Direct Primary Care Is Different
Virtually every patient-pleasing deviation from what I just described has emerged outside the third-party payer system, with its Medicare-imposed pricing. What we used to call “concierge” medicine is now called direct primary care (DPC), and the price has come way down. Instead of fee-for-service payment, patients pay a monthly fee (say, $50 a month for a mother and $10 for her child) for all primary care. Patients are usually able to reach their doctor by phone at nights and on weekends as an alternative to visiting the emergency room.

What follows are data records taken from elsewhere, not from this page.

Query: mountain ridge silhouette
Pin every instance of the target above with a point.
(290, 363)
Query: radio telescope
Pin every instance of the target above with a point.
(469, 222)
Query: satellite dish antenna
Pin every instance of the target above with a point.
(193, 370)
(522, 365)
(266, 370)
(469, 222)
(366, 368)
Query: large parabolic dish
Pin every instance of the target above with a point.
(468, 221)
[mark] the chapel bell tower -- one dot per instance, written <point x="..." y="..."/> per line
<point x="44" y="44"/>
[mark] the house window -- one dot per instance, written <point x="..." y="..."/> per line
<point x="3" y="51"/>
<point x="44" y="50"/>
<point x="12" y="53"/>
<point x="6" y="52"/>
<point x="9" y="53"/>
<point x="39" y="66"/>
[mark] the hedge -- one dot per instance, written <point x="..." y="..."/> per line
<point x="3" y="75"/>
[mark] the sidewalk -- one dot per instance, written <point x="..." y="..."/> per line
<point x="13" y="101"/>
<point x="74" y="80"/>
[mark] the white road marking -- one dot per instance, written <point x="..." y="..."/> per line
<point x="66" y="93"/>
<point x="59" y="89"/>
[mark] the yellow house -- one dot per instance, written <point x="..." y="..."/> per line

The DPC market is booming, and employers are enrolling their employees. The whole process would be easier if the employer could put funds in a Health Savings Account and let the employee pay the monthly fee to the DPC of his or her choice. This is one of several public policy changes I recommend to help the market work better.
Medici Is Also Different
Medici is an Austin-based company that operates on the premise that employers can lower their health care costs with high-quality primary care. Among their offerings:
- More time with the patient: whereas a typical primary care practitioner sees from 3 to 5 patients an hour, Medici says its doctors see 1 to 2.
- Easier access to care: Medici encourages patients to see their doctors virtually from the comfort of their home or place of work.
- Faster access to care: Whereas it normally takes patients 3 weeks or more to see a doctor, Medici boasts that its patients can access their “concierge portal” in less than 2 minutes, receive an urgent care consultation in 10 minutes, and receive a PCP or specialist consultation the same or next day.
- Coordinated care: A woman with poorly controlled type 2 diabetes, obesity and moderate hypertension could be supported by a collaborative team that includes a primary care provider, a lifestyle medicine physician, a diabetic educator/health coach, an endocrinologist and a cardiologist.
Interestingly, Medici only employs doctors it judges to be empathetic. It cites the book Compassionomics for the claim that there is a 51% decrease in specialist referrals and a 41% decrease in diagnostic referrals (labs, imaging, etc.) when patients feel they are receiving compassion from their doctors.
Lessons
We need more Medicis. We need more direct primary care. And we need more experimentation with ways to produce low-cost, high-quality primary care by operating outside the traditional third-party-payer system.